Hello all,
I have a slightly niche issue here, albeit one that others are likely to run into.
Using databricks on Azure, my organisation has included extended our WAN into the cloud, so that all compute clusters are granted a private IP address that can access on-prem servers (using vnet injection). One of those servers is a http/https proxy, through which all our data to non-azure systems should be trafficked. This is achieved through SCC and private vnets.
Recently, to permit the installation of libraries from pypi, I added the following to clusters' environmental variables: http_proxy, HTTP_PROXY, https_proxy, HTTPS_PROXY. That allowed for installation from pypi on boot when adding the library to the cluster libraries (I am aware that pip --proxy can work in a notebook).
However, I've since discovered that is breaking python's access to volumes mounted in unity catalog. My volume is an azure storage account container. The proxy server is a whitelisted IP in the azure storage account (it's a public ip4).
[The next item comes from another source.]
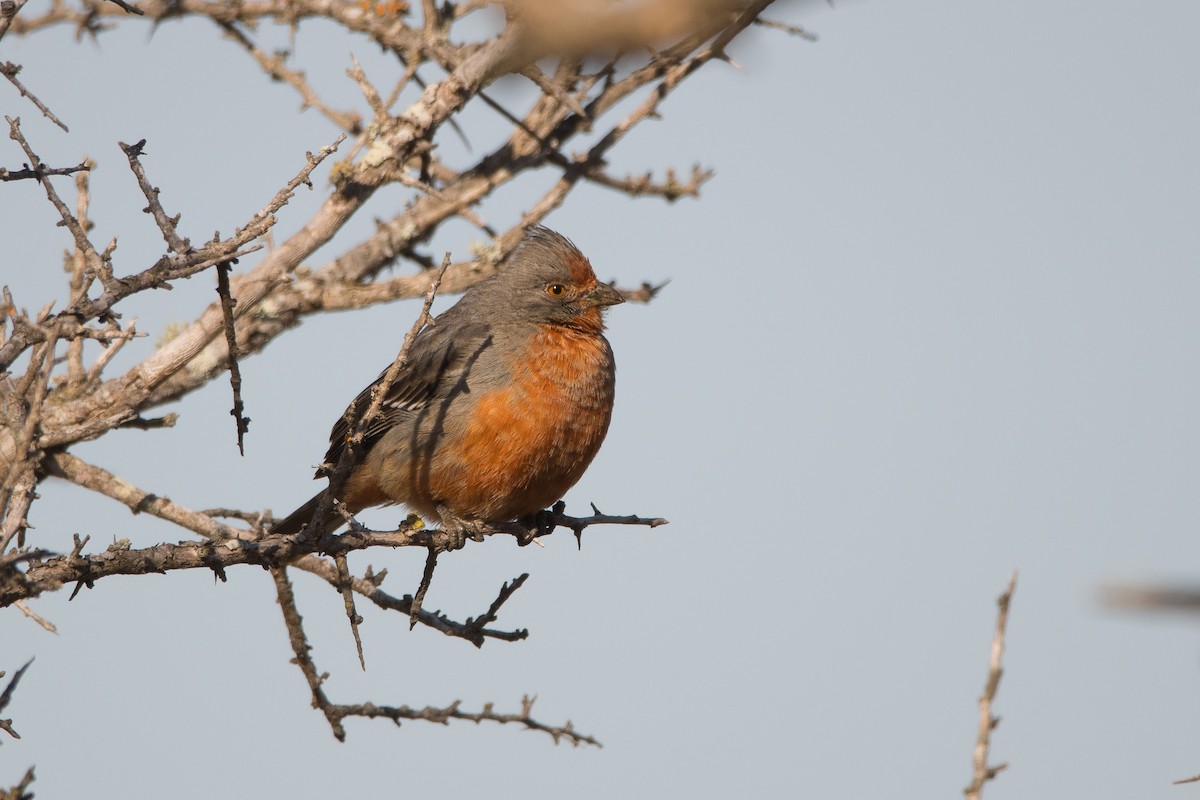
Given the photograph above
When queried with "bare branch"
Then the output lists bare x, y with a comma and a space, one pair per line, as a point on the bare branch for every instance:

I am account admin, workplace admin, and have manually granted myself all privileges on the catalog level. Compute is a single user compute running DRV 15.4 LTS with config
spark.databricks.cluster.profile singleNode
spark.master local[*]
The below code works as expected regardless of the environmental variables:
path = "/Volumes/<catalog>/<schema>/<volume>/<folder1>/<folder2>/<folder3>/<file>.json"
dbutils.fs.head(path)
The following code functions as expected (reading the file) without the variables set,
with open(path, "r") as fp:
json.load(fp)
but throws the following error when the proxy variables are set
PermissionError: [Errno 13] Permission denied: '/Volumes/<catalog>/<schema>/<volume>/<folder1>/<folder2>/<folder3>/<file>.json'
I would really like to keep the proxy environment variables to catch all the traffic to the public internet seamlessly (e.g. library installs). What I'm hoping can be answered:
- Why does volume access via dbutils/browsing unity catalog GUI work on the compute when the environmental variables are set, but vanilla python does not?
- Are there any suggested workarounds to allow python to interact with the filesystem when the environment variables are set?
- If I cannot set the http/s proxy environment variables, are there any other variables or spark config that could get the cluster to access pypi/maven etc via a proxy by default?